Identify trends between followers you already have. If several of your current customers like other pages in common, consider using those as your interest picks. If you’re selling a service to musicians, consider what magazines or books they may read or musicians they may follow. The more precise you can get, the better targeted your Facebook Ad will be. Identifying niche markets gets your company in front of the eyes that are most likely to become a customer.
Example: Selling a product related to breastfeeding? Ditch the “expectant moms” category and look instead to prospective or current parents who follow Le Leche League sites in your service area. That’s a more precise target audience for your product!
When you are working hard to reach a target audience, and save a little moola while doing so, it can be easy to make a slip up and choose the wrong audience members. When you do this, there is no broad group description to fall back on. But with a little risk can come great reward.

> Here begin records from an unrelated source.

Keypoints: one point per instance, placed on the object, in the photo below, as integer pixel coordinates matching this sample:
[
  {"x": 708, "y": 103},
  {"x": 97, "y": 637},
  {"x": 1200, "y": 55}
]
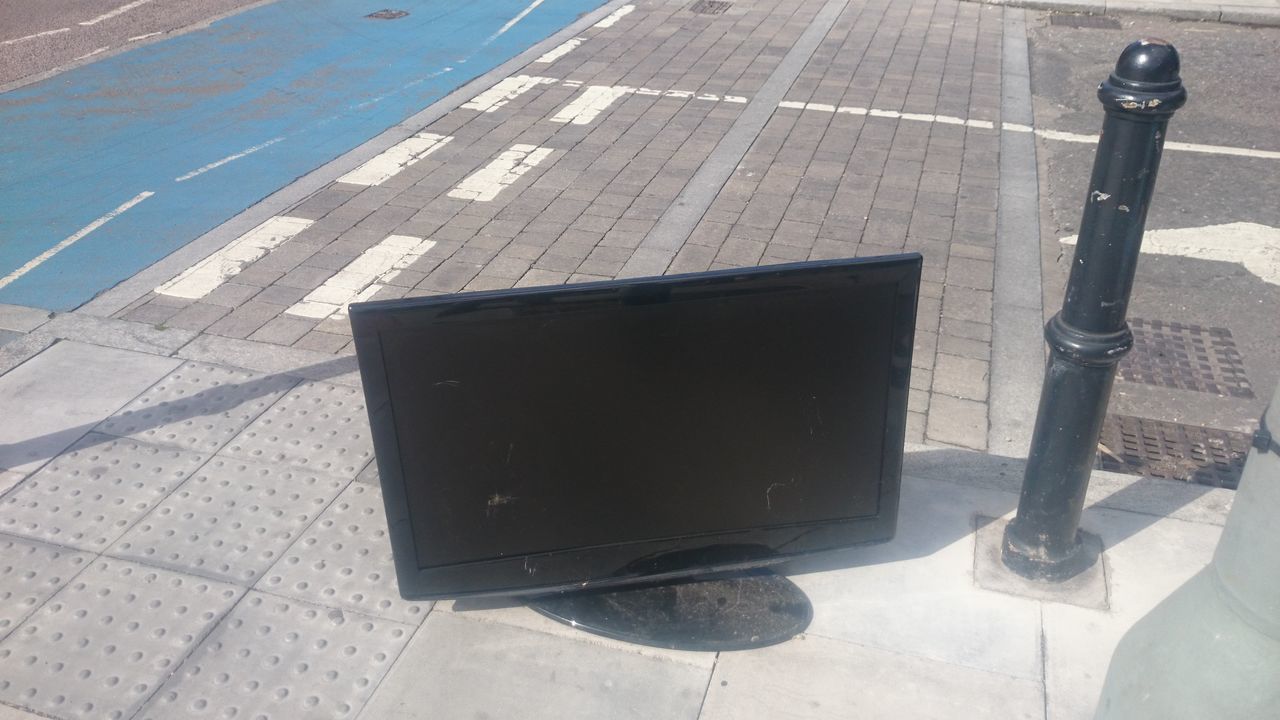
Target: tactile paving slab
[
  {"x": 197, "y": 406},
  {"x": 1156, "y": 449},
  {"x": 30, "y": 574},
  {"x": 277, "y": 657},
  {"x": 231, "y": 520},
  {"x": 1185, "y": 356},
  {"x": 344, "y": 560},
  {"x": 316, "y": 425},
  {"x": 105, "y": 642},
  {"x": 88, "y": 496}
]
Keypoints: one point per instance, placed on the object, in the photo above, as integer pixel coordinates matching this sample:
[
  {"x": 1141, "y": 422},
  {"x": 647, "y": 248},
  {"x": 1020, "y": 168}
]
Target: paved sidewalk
[
  {"x": 670, "y": 141},
  {"x": 188, "y": 506},
  {"x": 186, "y": 540}
]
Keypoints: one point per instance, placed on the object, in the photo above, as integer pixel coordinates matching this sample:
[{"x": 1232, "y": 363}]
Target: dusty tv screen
[{"x": 593, "y": 434}]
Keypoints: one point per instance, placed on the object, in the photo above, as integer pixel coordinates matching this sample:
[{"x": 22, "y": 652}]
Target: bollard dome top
[{"x": 1147, "y": 64}]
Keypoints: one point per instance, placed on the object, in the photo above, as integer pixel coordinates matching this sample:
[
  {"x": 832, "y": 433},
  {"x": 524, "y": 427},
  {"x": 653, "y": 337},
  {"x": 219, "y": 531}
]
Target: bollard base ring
[{"x": 1034, "y": 561}]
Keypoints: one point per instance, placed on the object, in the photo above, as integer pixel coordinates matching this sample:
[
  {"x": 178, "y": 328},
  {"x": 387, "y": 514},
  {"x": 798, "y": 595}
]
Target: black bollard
[{"x": 1089, "y": 336}]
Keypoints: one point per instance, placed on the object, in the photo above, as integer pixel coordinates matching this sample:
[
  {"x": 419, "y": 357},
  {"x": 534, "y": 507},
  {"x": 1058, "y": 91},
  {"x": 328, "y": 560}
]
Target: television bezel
[{"x": 615, "y": 564}]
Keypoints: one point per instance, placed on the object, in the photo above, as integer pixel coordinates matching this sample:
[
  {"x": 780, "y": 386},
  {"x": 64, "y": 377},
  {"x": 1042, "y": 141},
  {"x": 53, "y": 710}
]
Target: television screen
[{"x": 545, "y": 438}]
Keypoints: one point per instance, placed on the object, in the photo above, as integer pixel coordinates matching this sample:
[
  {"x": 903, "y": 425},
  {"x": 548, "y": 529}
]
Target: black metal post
[{"x": 1089, "y": 335}]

Avoid this problem by putting in the time to research thoroughly. The better you know your target audience, the easier it’ll be for you to seek them out.
There are other targeting capabilities including connections, relationship status, languages, education and workplaces. If you’re a divorce attorney trolling for new customers online, maybe don’t target a “single” audience, or anyone “in a relationship with.” It’s the same idea as only marketing student loan debt consolidation services to those who list college educations on their profile. Why would you market that service to a 15-year-old high school student? You wouldn’t.
Take the advice above and apply it to each of these sections. Make sure you are marketing ads to the right people and your ROI will skyrocket. And remember, the more accurately you can envision your customer and pinpoint their shared interests, the more success you’ll have with Facebook ads (and the more money you can potentially save on your ad.)
Those who say they don’t work aren’t using them right.